ReiserFS is the latest file system
supported by Red Hat Linux. ReiserFS is a journaling file system, much like ext3
but supports additional features. The ReiserFS file system supports a maximum
partition size of 16 TB and a maximum file size of 8 TB per file. For block
sizes, the ReiserFS file system supports only a 4-KB block size, which is
optimal for applications that leverage files of 4 KB or smaller. Some database
applications do not support the ReiserFS file system, which may be a concern
when large file support must exceed the 2-TB limit of the ext2 and ext3 file
systems.
The differences in file system
limitations across several operating system vendors are illustrated in Table 2-5.
Table 2-5. File System Differences
| File System |
Maximum File Size |
Maximum Volume Size |
Block Journaling |
Meta-Data Journaling |
| ext2(1-KB block) |
16 GB |
2048 GB |
No |
No |
| ext2(2-KB block) |
256 GB |
2048 GB |
No |
No |
| ext2(4-KB block) |
2048 GB |
2048 GB |
No |
No |
| ext2(8-KB block) |
2048 GB |
2048 GB |
No |
No |
| ext3(1-KB block) |
16 GB |
2048 GB |
Yes |
Yes |
| ext3(2-KB block) |
256 GB |
2048 GB |
Yes |
Yes |
| ext3(4-KB block) |
2048 GB |
2048 GB |
Yes |
Yes |
| Ext3(8-KB block) |
2048 GB |
2048 GB |
Yes |
Yes |
| ReiserFS 3.6 |
17 TB |
17 TB |
Yes |
Yes |
| NTFS(4-KB block) |
16 TB |
16 TB |
No |
Yes |
| NTFS(64-KB block) |
16 TB |
256 TB |
No |
Yes |
| NTFS(dynamic volume) |
16 TB |
64 TB |
No |
Yes |
| JFS(512-KB block) |
8 EB |
512 TB |
Yes |
No |
| JFS(4-KB block) |
8 EB |
4 PB |
Yes |
No |
The Reiser4 file
system, which has not yet been merged into the Linux operating system, has added
some unique enhancements to the Linux file system.

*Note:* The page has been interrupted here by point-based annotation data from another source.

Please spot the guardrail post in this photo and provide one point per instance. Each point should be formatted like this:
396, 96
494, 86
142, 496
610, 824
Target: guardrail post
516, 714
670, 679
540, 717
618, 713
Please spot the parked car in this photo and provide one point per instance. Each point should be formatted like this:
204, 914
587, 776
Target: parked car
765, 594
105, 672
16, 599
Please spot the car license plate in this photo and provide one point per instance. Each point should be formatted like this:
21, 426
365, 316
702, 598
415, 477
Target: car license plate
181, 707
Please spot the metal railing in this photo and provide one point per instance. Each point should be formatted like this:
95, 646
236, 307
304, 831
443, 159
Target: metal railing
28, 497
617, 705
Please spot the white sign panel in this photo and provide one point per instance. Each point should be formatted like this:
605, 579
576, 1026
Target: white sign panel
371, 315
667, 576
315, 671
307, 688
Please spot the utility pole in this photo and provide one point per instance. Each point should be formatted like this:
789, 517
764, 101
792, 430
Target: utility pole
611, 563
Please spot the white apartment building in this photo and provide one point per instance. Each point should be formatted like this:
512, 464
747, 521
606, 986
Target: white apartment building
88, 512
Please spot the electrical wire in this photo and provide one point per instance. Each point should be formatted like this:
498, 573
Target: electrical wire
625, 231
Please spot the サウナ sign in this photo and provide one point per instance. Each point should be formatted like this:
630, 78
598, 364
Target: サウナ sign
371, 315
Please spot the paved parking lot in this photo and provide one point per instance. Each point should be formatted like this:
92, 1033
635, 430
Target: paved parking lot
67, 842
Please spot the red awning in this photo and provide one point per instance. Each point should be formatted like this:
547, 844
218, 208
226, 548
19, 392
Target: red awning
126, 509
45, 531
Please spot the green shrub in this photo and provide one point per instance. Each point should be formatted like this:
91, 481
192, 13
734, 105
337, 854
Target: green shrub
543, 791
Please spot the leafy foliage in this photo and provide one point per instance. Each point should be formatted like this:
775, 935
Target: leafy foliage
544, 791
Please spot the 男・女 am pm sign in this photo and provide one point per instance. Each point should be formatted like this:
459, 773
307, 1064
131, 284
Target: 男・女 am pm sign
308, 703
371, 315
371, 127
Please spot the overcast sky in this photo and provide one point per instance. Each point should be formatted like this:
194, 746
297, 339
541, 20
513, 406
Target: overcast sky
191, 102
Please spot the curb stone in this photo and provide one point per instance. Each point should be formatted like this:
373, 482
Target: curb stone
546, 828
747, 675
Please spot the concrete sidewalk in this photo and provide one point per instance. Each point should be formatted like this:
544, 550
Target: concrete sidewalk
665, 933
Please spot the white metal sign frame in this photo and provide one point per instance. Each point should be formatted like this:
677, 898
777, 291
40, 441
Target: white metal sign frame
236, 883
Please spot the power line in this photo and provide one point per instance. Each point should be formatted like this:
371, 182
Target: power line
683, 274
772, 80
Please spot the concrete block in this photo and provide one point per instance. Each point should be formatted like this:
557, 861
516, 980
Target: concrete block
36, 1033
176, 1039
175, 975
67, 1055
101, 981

Disk block sharing allows a
block that may not have been completely filled to share space with other files.
Block sharing will allow for significantly better disk space utilization.
Reiser4 also introduces a new concept of journaling, termed the wandering log. Wandering logs
change the method of the initial write of file data during the journaling
process, allowing data to be written anywhere in the data portion of the disk.
If data is written throughout the disk, data defragmentation may be required to
optimize the Reiser4 file system. The Reiser4 file system is too new to be
supported by major application vendors and will require support of the Linux
kernel prior to becoming supported by application vendors.
Some database applications require
an alternative to traditional disk partitions that use a formatted file system.
These applications use raw I/O disks or raw partitions. Eliminating the
traditional barriers of file systems, raw I/O is written to a specific disk,
array, or host. When using raw I/O, the application does not allow for the same
type of disk administration as a traditional operating system managed partition,
and is commonly managed by the database application. Raw I/O partitions are
commonly faster than operating system formatted partitions, because there is
less operating system overhead managing the raw partitions or disks. Raw I/O
partitions are typically specified as a requirement by the application, and not
the operating system. Management of the data that resides in the raw I/O
partition is commonly a function of the database application.